Week 7 Exercises: Linear Regression

Income and Education

Research Question: is there an association between the level of education and an employee’s income?

Data: riverview.csv

Our data for these exercises is from an hypothetical study into income disparity for employees in a local authority. The riverview data, which come from Lewis-Beck, 2015, contain five attributes collected from a random sample of $n=32$ employees working for the city of Riverview, a hypothetical midwestern city in the US. The attributes include:

education: Years of formal education
income: Annual income (in thousands of U.S. dollars)
seniority: Years of seniority
gender: Employee’s gender
male: Dummy coded gender variable (0 = Female, 1 = Male)
party: Political party affiliation

The first six rows of the data are:

education	income	seniority	gender	male	party
8	37.449	7	male	1	Democrat
8	26.430	9	female	0	Independent
10	47.034	14	male	1	Democrat
10	34.182	16	female	0	Independent
10	25.479	1	female	0	Republican
12	46.488	11	female	0	Democrat

The data is available at https://uoepsy.github.io/data/riverview.csv.

Question 1

Load the required libraries (probably just tidyverse for now), and read in the riverview data to your R session.
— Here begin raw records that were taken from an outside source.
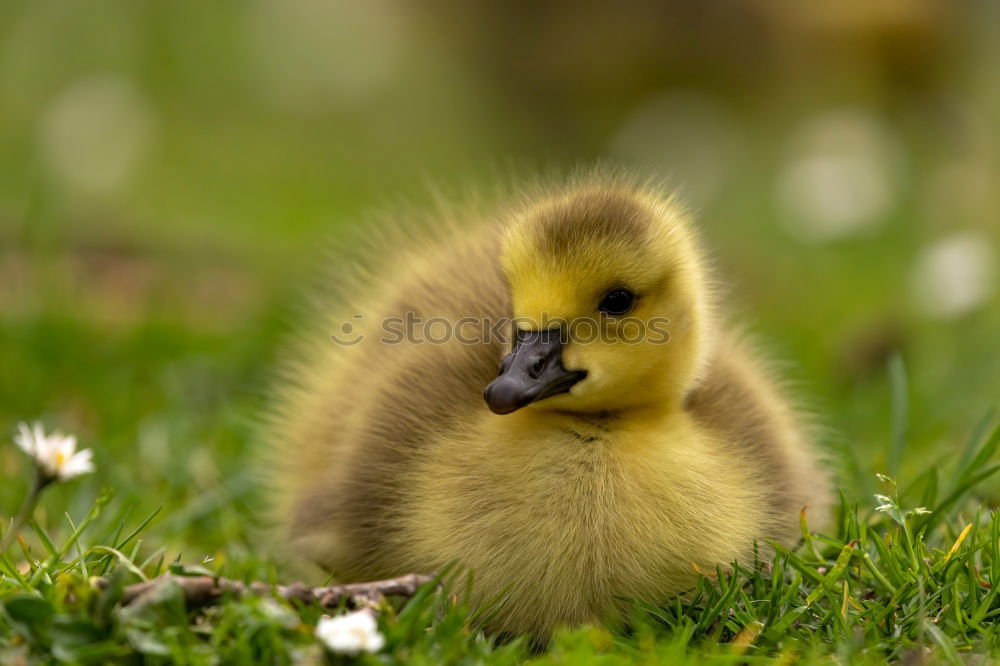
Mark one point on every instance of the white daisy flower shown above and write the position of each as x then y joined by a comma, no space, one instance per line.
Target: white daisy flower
351,634
955,276
55,454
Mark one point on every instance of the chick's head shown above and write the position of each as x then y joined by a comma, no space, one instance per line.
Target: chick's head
610,303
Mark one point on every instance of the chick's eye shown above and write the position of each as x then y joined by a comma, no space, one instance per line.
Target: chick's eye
617,302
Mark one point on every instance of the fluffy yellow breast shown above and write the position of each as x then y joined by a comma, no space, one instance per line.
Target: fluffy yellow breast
570,515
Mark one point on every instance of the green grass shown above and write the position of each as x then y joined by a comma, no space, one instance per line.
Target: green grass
148,319
913,578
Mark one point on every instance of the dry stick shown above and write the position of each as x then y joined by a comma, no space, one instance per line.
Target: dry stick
206,590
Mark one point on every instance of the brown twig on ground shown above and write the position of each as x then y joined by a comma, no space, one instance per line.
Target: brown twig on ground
206,590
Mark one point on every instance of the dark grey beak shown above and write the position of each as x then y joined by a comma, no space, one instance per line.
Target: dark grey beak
532,371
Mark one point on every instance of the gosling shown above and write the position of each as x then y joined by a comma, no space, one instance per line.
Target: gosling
630,439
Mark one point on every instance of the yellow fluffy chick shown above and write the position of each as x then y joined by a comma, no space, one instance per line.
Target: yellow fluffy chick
628,440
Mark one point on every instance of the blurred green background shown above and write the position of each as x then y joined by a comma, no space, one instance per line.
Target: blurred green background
169,169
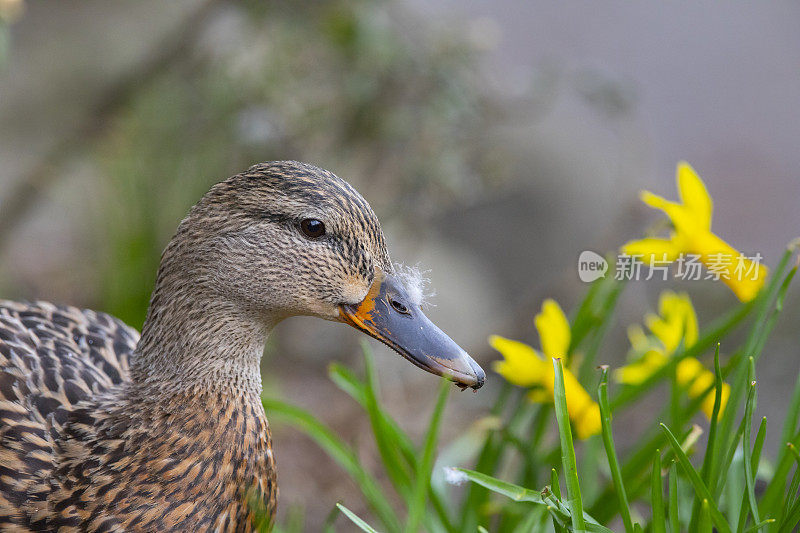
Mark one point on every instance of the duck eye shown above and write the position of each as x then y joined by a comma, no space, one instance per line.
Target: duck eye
399,306
312,228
Let us first visualise and describe the marginal distributions of those variables which are of interest to us. These are the distribution of each variable (employee incomes and education levels) without reference to the values of the other variables.

Hints:

You could use, for example, geom_density() for a density plot or geom_histogram() for a histogram.
Look at the shape, center and spread of the distribution. Is it symmetric or skewed? Is it unimodal or bimodal?
Do you notice any extreme observations?

Question 2

After we’ve looked at the marginal distributions of the variables of interest in the analysis, we typically move on to examining relationships between the variables.
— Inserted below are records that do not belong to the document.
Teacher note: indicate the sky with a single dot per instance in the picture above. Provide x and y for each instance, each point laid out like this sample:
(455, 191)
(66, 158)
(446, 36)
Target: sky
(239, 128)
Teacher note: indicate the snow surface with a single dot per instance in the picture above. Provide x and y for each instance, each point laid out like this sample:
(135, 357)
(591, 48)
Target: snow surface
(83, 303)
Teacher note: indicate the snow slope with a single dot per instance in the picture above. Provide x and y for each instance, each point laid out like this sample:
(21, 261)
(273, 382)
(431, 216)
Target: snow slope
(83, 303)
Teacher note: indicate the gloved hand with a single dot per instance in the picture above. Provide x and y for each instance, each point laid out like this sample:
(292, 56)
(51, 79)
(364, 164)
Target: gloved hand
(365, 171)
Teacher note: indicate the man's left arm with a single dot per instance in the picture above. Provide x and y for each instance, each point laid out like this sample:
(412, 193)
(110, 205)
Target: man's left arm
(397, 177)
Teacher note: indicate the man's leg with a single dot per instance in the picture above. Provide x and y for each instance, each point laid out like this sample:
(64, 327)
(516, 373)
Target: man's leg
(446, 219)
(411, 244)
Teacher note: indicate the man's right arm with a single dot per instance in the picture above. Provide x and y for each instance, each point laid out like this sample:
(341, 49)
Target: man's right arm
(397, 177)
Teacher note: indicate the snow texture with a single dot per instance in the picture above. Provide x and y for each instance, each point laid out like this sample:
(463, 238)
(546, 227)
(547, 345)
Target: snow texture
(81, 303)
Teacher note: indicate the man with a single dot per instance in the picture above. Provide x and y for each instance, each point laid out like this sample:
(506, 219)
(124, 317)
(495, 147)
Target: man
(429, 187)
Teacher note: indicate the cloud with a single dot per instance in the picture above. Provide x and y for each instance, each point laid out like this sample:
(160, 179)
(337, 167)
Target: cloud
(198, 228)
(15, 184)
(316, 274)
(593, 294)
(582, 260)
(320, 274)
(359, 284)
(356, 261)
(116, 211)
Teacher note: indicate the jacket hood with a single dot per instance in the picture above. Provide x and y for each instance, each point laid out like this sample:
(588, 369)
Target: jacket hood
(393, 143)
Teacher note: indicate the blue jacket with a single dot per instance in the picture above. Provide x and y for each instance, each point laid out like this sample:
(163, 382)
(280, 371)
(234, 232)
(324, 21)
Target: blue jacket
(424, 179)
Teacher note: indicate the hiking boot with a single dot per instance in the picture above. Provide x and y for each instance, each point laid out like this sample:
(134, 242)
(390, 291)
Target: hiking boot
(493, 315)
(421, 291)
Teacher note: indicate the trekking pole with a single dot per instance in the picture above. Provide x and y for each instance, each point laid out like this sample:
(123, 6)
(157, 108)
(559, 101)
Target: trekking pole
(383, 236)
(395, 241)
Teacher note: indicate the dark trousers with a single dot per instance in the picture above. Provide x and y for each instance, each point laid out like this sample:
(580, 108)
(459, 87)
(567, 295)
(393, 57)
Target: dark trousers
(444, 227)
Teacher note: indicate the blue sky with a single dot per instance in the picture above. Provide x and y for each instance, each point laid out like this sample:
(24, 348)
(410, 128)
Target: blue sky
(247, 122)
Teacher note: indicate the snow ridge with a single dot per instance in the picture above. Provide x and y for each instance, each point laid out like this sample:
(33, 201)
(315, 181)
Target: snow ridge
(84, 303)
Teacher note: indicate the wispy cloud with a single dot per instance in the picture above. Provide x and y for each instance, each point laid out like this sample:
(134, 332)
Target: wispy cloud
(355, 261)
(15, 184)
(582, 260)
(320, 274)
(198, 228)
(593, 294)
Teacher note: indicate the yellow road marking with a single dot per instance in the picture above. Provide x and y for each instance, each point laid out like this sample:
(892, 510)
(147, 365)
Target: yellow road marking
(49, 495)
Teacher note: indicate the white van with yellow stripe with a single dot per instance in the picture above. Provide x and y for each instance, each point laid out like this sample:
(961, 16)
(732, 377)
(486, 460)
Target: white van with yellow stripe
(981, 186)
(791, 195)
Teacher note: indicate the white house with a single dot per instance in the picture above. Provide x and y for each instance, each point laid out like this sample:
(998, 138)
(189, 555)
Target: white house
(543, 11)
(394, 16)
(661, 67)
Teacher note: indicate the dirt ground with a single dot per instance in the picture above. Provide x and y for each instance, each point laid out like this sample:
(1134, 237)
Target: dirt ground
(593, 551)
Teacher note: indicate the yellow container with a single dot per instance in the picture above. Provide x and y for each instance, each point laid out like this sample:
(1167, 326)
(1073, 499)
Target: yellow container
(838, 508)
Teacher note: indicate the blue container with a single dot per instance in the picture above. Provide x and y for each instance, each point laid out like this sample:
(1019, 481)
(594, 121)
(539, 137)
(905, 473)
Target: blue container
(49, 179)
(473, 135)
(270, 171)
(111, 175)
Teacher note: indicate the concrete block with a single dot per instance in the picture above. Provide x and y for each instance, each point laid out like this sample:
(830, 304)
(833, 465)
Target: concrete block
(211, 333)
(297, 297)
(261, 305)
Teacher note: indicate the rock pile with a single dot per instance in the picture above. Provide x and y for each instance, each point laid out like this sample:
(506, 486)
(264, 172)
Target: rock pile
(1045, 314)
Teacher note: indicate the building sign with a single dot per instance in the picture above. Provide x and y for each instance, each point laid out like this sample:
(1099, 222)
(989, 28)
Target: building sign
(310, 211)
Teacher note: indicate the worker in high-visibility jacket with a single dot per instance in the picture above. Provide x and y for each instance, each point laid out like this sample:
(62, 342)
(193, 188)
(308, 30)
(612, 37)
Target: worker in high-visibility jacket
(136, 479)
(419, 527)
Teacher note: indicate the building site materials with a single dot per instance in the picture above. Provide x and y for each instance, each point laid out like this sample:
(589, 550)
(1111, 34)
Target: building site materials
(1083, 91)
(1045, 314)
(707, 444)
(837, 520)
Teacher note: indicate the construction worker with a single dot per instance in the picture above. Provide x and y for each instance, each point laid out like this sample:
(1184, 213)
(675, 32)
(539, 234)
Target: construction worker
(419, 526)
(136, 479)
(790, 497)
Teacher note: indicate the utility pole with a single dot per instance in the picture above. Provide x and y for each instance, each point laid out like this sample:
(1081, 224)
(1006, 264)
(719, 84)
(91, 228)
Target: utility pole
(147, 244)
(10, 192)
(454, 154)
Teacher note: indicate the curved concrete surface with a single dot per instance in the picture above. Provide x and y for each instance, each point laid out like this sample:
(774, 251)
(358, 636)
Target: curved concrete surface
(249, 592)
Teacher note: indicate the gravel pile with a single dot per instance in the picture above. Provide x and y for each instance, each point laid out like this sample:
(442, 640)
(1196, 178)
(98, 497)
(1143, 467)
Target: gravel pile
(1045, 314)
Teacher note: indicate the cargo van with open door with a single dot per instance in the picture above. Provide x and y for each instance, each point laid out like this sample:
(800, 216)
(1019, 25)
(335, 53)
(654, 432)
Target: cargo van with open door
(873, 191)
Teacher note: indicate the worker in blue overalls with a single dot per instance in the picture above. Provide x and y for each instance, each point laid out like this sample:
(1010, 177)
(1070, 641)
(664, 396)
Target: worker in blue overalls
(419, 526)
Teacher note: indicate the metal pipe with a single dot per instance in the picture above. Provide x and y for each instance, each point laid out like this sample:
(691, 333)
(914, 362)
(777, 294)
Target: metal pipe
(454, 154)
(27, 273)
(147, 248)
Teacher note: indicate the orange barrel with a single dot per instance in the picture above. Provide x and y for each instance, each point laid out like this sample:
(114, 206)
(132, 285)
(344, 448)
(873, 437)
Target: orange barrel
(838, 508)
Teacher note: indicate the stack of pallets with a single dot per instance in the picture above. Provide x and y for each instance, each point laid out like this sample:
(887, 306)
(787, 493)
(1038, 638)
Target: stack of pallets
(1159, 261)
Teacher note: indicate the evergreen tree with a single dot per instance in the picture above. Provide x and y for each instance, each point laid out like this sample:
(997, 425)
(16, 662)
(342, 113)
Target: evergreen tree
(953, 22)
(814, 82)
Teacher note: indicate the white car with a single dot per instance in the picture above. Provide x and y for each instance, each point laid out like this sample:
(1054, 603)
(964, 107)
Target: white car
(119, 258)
Visualise and describe the relationship between income and level of education among the employees in the sample.

Hints:
Think about:

Direction of association
Form of association (can it be summarised well with a straight line?)
Strength of association (how closely do points fall to a recognizable pattern such as a line?)
Unusual observations that do not fit the pattern of the rest of the observations and which are worth examining in more detail.

Question 3

Using the lm() function, fit a linear model to the sample data, in which employee income is explained by education level. Assign it to a name to store it in your environment.

Hints:
You can see how to fit linear models in R using lm() in 7A #fitting-linear-models-in-r

Question 4

Interpret the estimated intercept and slope in the context of the question of interest.

Hints:
We saw how to extract lots of information on our model using summary() (see 7A #model-summary), but there are lots of other functions too.
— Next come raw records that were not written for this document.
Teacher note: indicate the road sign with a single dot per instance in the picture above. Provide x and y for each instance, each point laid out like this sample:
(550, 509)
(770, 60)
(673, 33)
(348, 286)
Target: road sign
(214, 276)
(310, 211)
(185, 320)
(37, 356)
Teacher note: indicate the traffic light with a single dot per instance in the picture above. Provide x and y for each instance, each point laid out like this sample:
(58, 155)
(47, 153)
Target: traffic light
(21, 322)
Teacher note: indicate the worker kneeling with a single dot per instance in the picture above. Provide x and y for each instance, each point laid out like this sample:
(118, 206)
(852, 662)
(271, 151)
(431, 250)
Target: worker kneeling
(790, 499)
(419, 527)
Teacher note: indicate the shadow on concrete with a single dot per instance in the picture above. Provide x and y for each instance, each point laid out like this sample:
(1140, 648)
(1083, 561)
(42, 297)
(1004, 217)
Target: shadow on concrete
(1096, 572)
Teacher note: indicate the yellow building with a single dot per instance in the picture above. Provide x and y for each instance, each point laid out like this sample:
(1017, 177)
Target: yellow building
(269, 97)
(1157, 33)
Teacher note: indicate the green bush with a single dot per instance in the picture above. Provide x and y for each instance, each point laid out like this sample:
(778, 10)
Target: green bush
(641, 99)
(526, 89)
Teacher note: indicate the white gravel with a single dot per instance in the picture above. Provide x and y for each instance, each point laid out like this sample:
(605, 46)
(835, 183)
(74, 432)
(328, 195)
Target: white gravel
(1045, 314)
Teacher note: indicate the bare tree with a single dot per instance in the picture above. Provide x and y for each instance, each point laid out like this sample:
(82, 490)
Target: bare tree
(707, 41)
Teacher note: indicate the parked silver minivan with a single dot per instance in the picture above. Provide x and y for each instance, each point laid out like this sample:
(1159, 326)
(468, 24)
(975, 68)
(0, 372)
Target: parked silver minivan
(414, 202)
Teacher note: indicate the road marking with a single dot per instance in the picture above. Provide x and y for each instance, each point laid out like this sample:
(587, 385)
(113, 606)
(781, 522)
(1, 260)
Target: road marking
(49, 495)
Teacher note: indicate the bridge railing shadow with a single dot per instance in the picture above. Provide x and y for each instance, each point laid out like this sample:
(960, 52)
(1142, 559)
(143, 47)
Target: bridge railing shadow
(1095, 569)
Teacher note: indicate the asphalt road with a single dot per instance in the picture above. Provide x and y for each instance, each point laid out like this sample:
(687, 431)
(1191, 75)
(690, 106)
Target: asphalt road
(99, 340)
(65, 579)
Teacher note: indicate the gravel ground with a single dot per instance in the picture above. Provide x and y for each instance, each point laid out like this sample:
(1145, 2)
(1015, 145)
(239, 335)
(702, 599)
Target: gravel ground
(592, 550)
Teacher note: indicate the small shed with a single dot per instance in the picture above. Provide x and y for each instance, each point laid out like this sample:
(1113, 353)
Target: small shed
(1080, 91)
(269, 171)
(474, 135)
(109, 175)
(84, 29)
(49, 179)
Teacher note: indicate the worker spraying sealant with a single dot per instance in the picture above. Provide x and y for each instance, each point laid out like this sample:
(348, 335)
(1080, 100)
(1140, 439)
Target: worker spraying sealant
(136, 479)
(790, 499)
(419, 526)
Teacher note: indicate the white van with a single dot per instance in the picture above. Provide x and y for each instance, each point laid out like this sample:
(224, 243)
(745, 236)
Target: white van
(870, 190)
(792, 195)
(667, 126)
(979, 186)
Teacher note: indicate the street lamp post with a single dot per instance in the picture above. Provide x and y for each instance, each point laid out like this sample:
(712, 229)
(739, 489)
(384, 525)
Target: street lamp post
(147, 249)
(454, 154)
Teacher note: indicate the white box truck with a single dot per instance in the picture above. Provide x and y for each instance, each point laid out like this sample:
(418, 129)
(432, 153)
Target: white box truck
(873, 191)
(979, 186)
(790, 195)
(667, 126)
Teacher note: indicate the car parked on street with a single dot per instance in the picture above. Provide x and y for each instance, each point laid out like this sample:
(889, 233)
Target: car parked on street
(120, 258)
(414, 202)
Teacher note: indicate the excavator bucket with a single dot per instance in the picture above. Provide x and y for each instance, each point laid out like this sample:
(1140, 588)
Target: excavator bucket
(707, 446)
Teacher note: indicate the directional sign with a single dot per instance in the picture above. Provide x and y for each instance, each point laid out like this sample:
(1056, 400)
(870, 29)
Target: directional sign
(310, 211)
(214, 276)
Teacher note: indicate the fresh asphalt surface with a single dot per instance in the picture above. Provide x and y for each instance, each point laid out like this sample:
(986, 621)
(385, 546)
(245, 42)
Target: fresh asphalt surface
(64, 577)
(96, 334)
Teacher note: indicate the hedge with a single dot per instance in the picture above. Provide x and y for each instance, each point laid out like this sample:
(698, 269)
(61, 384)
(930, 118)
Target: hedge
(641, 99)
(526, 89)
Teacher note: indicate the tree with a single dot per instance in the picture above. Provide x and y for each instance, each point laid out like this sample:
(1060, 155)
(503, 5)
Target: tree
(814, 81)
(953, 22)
If we called our linear model object “model1” in the environment, then we can use:

type model1, i.e. simply invoke the name of the fitted model;
type model1$coefficients;
use the coef(model1) function;
use the coefficients(model1) function;
use the summary(model1)$coefficients to extract just that part of the summary.

Question 5

Test the hypothesis that the population slope is zero — that is, that there is no linear association between income and education level in the population.

Hints:
You don’t need to do anything for this, you can find all the necessary information in summary() of your model.
See 7A #inference-for-regression-coefficients.

Question 6

What is the proportion of the total variability in incomes explained by the linear relationship with education level?

Hints:

The question asks to compute the value of $R^2$, but you might be able to find it already computed somewhere (so much stuff is already in summary() of the model.
See 7A #r2 if you’re unsure about what $R^2$ is.

Question 7

Look at the output of summary() of your model. Identify the relevant information to conduct an F-test against the null hypothesis that the model is ineffective at predicting income using education level.

Hints:
7A #the-f-statistic will help.

summary(model1)


Call:
lm(formula = income ~ 1 + education, data = riverview)

Residuals:
    Min      1Q  Median      3Q     Max 
-15.809  -5.783   2.088   5.127  18.379 

Coefficients:
            Estimate Std. Error t value Pr(>|t|)    
(Intercept)  11.3214     6.1232   1.849   0.0743 .  
education     2.6513     0.3696   7.173 5.56e-08 ***
---
Signif. codes:  0 '***' 0.001 '**' 0.01 '*' 0.05 '.' 0.1 ' ' 1

Residual standard error: 8.978 on 30 degrees of freedom
Multiple R-squared:  0.6317,    Adjusted R-squared:  0.6194 
F-statistic: 51.45 on 1 and 30 DF,  p-value: 5.562e-08

From the summary(model1), the relevant row is just below the $R^2$, where it states:

F-statistic: 51.45 on 1 and 30 DF,  p-value: 5.562e-08

The overall test of model utility was significant $F(1, 30) = 51.45, p < .001$, indicating evidence against the null hypothesis that the model is ineffective (that education is not a useful predictor of income).

Question 8

Create a visualisation of the estimated association between income and education.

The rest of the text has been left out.